Pendant lights come with mounting hardware, a long, thin piece of metal that you screw into the appropriate holes in the junction box. We attached the mounting hardware that came with our pendant lights.
Then we used a small flathead screwdriver to unscrew the green screen on the mounting hardware (which you can see in the picture above), wrap the copper grounding wire (which might be encased in green) around two times, making sure to leave enough wire at the tip to attach to the grounding wire in the junction box. We capped the grounding wires with a wire nut, that little yellow, red, or orange plastic doohickey that looks like a knob. Then you attach black to black and white to white the same way.
This is when it’s really handy to have a partner to hold the pendant up for you while you do this. Otherwise, it’s a lot tricker to make sure everything is wired correctly.
After that, cover the junction box with the cover of the pendant light–you have to be careful to align the two screws on either side. There are two little caps that you use to keep the pendant light cover on. Screw those on tightly so the pendant cover lies flush with the ceiling.
Ok–if that goes as smoothly as my typed-out version, you are my hero! It usually takes two or three tries to get everything wired properly. But once you’re done, you can put a cool retro bulb in your pendant, turn the electricity back on, and marvel at your handiwork!

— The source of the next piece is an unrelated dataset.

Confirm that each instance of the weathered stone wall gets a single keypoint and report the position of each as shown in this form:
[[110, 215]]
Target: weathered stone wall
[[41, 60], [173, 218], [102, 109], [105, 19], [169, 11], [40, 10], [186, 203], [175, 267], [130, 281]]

We learned a couple of lessons from this project:
- it’s worth it to spend a little more on a quality product, especially if it’s in an especially visible area of your house.
- You may have to buy, install, uninstall, and return lights a couple of times to get exactly the right style. While this is a pain, it is infinitely better than living with a product you don’t really like.
- Take your time and plan DIY with another person, if possible.
That was our weekend DIY project! How about you? What’s the most adventurous DIY that you’ve tackled recently?